Here's the issue: under current law, when a majority of employees in a workplace have signed cards expressing their preference to be represented by a union, the employer decides whether or not to hold a secret ballot election in which employees vote yes or no. The law has always allowed the employer to accept the “card check” from a majority of employees and recognize a union as their bargaining agent, but very few do. Two bills have been offered in the Hawaii legislature, House Bill 952 and Senate Bill 1621, and in Washington, Congress will soon consider the Employee Free Choice Act. Both the state and federal measures would allow employees, rather than the employer, to make the decision on holding a secret-ballot union election.

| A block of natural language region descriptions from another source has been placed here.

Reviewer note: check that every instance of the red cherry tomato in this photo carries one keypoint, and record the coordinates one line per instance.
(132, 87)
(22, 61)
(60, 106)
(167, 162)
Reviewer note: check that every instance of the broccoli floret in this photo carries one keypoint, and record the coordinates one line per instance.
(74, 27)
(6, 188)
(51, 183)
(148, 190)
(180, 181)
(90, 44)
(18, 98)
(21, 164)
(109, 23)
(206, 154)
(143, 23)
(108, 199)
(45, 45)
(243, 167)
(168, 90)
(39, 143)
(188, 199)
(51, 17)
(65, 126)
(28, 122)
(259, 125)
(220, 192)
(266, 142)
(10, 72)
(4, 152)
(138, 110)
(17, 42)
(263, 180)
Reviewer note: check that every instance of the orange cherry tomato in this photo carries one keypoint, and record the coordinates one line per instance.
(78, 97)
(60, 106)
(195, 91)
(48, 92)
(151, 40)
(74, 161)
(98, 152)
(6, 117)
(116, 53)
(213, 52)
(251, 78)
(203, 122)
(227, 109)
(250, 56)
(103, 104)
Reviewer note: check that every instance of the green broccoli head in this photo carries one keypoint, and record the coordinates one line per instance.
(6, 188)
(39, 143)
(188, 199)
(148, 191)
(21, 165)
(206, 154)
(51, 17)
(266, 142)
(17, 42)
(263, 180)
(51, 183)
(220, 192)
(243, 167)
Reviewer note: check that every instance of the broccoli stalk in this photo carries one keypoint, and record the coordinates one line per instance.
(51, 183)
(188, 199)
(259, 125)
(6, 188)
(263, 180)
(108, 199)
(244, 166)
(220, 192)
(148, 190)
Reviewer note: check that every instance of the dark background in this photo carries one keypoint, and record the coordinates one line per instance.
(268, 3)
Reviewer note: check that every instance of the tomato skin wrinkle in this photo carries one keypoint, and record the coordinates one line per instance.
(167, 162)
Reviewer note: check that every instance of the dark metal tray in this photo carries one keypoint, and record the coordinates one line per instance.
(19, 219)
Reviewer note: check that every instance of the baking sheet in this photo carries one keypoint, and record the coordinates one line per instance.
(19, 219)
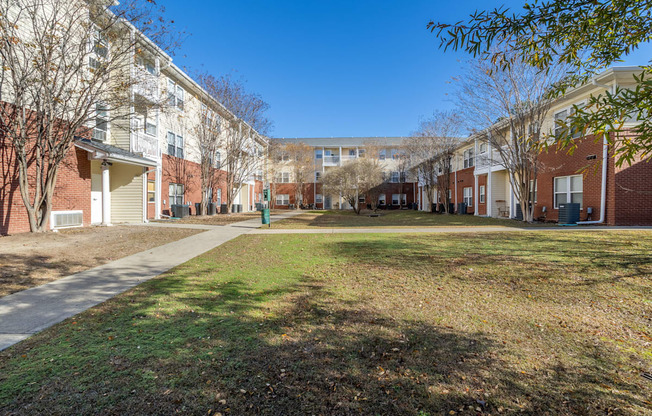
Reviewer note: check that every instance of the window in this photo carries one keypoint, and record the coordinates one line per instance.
(283, 199)
(176, 194)
(146, 65)
(218, 160)
(533, 188)
(468, 196)
(175, 145)
(176, 95)
(562, 117)
(150, 127)
(283, 177)
(398, 199)
(100, 52)
(468, 158)
(151, 191)
(568, 189)
(101, 122)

Many employers would rather not have union employees. Through the power of collective bargaining, union employees make an average of 28% more than non-union employees. They're also 52% more likely to have company-paid health insurance and a retirement plan. Higher wages and benefits mean higher costs for the employer or business owner. It's hardly surprising that some would oppose making the formation of a union easier or simpler. But, it is another matter to actively inhibit such legal activity, and even harass or try to intimidate those who favor a union. Consider these facts from research conducted by the University of Illinois at Chicago's Center for Urban Development:
•46% of workers report being pressured by management during secret ballot election campaigns. •49% of employers illegally threaten to close a worksite during union organizing drives if workers choose to form a union. •30% of employers illegally fire pro-union workers during union organizing drives. •78% of employers require employees to talk to their supervisor about whether they want a union, and they're asked to reveal which co-workers are union supporters. •75% of employers hire anti-union consultants to advise them on effective anti-union campaigns.

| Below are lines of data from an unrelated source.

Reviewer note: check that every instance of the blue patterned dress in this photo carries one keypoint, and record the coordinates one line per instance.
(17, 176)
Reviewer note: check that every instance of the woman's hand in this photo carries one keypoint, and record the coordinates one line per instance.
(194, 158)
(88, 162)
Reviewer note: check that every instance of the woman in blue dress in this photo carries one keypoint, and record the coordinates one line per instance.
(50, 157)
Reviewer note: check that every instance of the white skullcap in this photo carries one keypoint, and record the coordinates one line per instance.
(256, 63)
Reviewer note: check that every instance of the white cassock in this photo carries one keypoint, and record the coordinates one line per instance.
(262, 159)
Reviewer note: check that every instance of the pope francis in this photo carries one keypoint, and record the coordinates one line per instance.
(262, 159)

The other major point of contention is that the Employees Free Choice Act would require binding arbitration to settle an initial union contract if the two sides can't reach agreement after 90 days of negotiation on their own, and with an additional 30 days working with a federal mediator. Binding arbitration is like an informal court process; arguments are heard, evidence is weighed and a decision reached that is binding on both sides, in this case for two years.
Why is some sort of deadline important? Because negotiating the first contract between management and a new union is especially tough. In fact, the records of the National Labor Relations Board, the federal agency created in 1935 to enforce the nation's collective bargaining laws, indicate that stalling the negotiations has been a commonly-used tactic by employers for decades. That does not come as a surprise, but in recent years, this maneuver has become the rule. According to a study at MIT's Sloan School of Management, 44% of the time, America's newly-unionized workers still lack a collective bargaining agreement a full year after voting for union representation.

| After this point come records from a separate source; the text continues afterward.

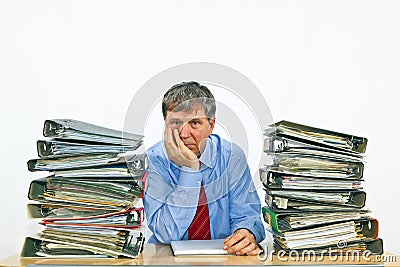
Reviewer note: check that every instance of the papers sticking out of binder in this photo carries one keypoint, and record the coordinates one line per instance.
(77, 130)
(314, 191)
(318, 137)
(89, 204)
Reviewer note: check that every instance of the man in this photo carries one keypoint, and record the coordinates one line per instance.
(199, 185)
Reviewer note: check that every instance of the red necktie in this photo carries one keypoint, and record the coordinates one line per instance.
(200, 227)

The Employee Free Choice doesn't give management or unions an advantage in contract negotiations, and doesn't ensure that there will ever be a contract agreement. But it does provide a remedy when the employer simply tries to run out the clock to keep employees from forming a union.
I support this legislation for two reasons. I believe that if individuals want to join a union, and a majority of employees want to form a union, they should be able to do so. What happens afterward in negotiations is up to the ability of the negotiators.
Secondly, to have a strong, growing economy in this country, we have to have secure, decent-paying jobs; jobs with a future; jobs that allow workers to support their families. That is very unlikely without strong, vibrant employee unions, and that is hardly an anti-business sentiment.
Employee unions are largely responsible for creation of the American middle class; the 40-hour work week, paid vacations and employer-sponsored healthcare. Ultimately, unions are just as responsible as management for a business's ability to compete in today's economy. Hawaii's unions have a legacy of working with management for their mutual benefit, with collective prosperity as the object and outcome of the relationship.